Midwives. A Living Tradition 1998

Highly Recommended

Distributed by Cinema Guild, 1697 Broadway, Suite 506, New York, New York 10019; 212-246-5522
Produced by Cassandra Doughty and Valerie Ann Toizu
Directed by Denise Roy
VHS, color, 70 min.



Adult
Health Sciences

Date Entered: 11/09/2018

Reviewed by Lori Widzinski, Health Sciences Library, University at Buffalo, State University of New York

This documentary about the profession of midwifery provides not only the facts about what midwives do, but succeeds in capturing the essence of what it means to be a midwife. Throughout the program, ten different midwives speak about their careers, together with several women who have used midwives for their pregnancy, labor and delivery.

Modern midwives can be nurse-midwives or midwives that have attended midwifery school, both following a specific educational path to becoming certified. Others have learned their craft the traditional way, handed down from generation to generation. Midwives work in a variety of settings including birth centers, hospitals, and attending home births.
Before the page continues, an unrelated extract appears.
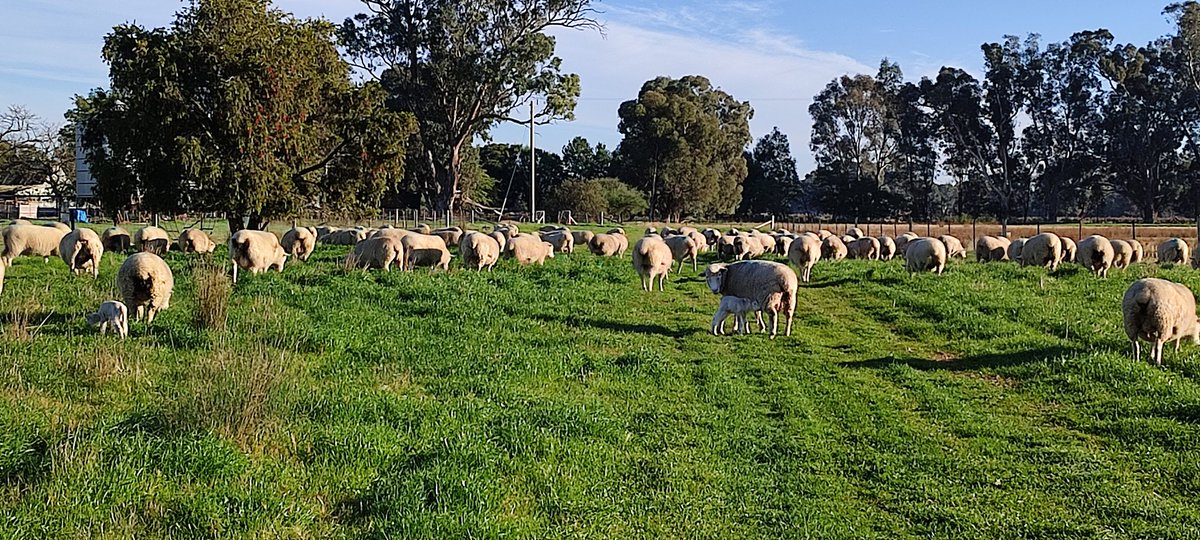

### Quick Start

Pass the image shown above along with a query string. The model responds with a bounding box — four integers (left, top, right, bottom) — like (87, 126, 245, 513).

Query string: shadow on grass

(843, 346, 1075, 372)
The midwives interviewed almost universally state that the most important thing is the pregnant woman, and that they are more holistically involved with that woman's health than an OB/GYN physican can ever be. A midwife is an expert in normal pregnancy, normal labor and normal delivery. That's not to say that they are not trained to handle emergencies, they are, and good midwives will have an established relationship with physicians in case they are needed.

Midwives. A Living Tradition provides a close, balanced, and intimate look at the world of midwifery. It stresses that midwives are involved in women's health on a global basis from contraception to birth to gynecological care. Midwives allow women to deliver their young and many of them describe their job as "catching babies." Every midwife in the program expressed her joy and reverence at being part of seeing a new life come into the world - no matter how many times they have seen it, it never fails to thrill them. It is this emotional and spiritual aspect of their work that permeates the program and communicates the depth of their involvement with their patients.

Considering the variety of places the video was shot (hospitals, homes, birth centers), the technical quality of the film is very good. It should be noted that actual births are shown in these different settings. A highly recommended program for college and university nursing collections or even career counseling libraries. The 70-minute length may limit it being shown in its entirety for classroom purposes.